The Most Holy Trinity, Sunday, 12th June 2022

John 16:12–15

Jesus said, 'I still have many things to say to you, but you cannot bear them now. When the Spirit of truth comes, he will guide you into all the truth; for he will not speak on his own, but will speak whatever he hears, and he will declare to you the things that are to come. He will glorify me, because he will take what is mine and declare it to you. All that the Father has is mine. For this reason I said that he will take what is mine and declare it to you.'"

Commentary
During his discourse at the Last Supper, Christ had promised his disciples that he would send them the Holy Spirit – the Paraclete – to strengthen and console them and recall to their minds the truths he had taught them. In today’s gospel, he repeats the promise and tells them the Holy Spirit proceeds from the Father and the Son and that the truths he will reveal to them will be those which the Gather and the Son want revealed.

In these verses from St. John and the second reading of today – St. Paul’s letter to the Romans -- we have a clear statement of the faith of the infant Church in the doctrine of the Blessed Trinity that Christ himself, who was the second Person of the Blessed Trinity become man for our salvation. As regards tis basic dogma of our faith then, that there are three Persons in the One God, there is no room for doubt, we have it on the authority of Christ who is God. If we cannot understand how this can be, we need not be surprised because our human minds are very limited and they depend on our human senses for their images of things.

We Christians should have no difficulty in admitting the existence of the Blessed Trinity and today as we honour the three divine Persons, our central thought should concentrate on gratitude to each of the three; the loving Father who planned not our creation but our elevation to adopted sonship/daughtership; the all-obedient loving Son, who carried out the Father’s plan, sharing with us our humanity so that we could share in the divinity; the Holy Spirit, fruit of the love of Father and Son, who has come to dwell in the Church and in each individual member, in order to fill our hearts with a true love of God.
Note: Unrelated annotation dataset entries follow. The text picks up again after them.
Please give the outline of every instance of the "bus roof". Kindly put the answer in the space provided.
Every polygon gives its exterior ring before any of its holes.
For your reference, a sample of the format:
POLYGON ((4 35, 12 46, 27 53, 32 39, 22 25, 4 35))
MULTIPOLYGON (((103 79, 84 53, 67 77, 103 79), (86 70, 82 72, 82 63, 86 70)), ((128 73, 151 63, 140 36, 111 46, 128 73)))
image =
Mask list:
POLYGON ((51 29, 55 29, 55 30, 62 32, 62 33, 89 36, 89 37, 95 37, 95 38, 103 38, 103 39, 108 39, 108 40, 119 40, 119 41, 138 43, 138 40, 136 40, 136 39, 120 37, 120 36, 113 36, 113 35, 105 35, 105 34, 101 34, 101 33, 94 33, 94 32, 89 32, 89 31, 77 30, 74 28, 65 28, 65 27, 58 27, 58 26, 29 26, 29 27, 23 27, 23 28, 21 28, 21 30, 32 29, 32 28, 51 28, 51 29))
We know we are unworthy of this divine generosity. The greatest saints that ever lived on earth were un worthy of such divine interest. That should not and must not stop us from availing of this divine generosity. We can show our gratitude in one way only, that is by appreciating our privilege and by striving to show our appreciation of it in our daily lives.

The Father, Son and Holy Spirit know all our human weaknesses, they knew them before they arranged to make us sharers in their own eternal happiness. They know also that it is those of us who try and try again to rise above our human weaknesses, who will finally share their heaven with them.

This possibility is open to all. The Blessed Trinity will exclude nobody from heaven. What we know of their plans for man’s sanctification makes such a thought impossible. If one fail the fault will lie completely and entirely with themselves, they did not do the little that was asked of them.

May God the Father, Son and Holy Spirit grant us the strength to overcome our human weaknesses and live and die in their love so that we may share their eternal kingdom with them. Amen.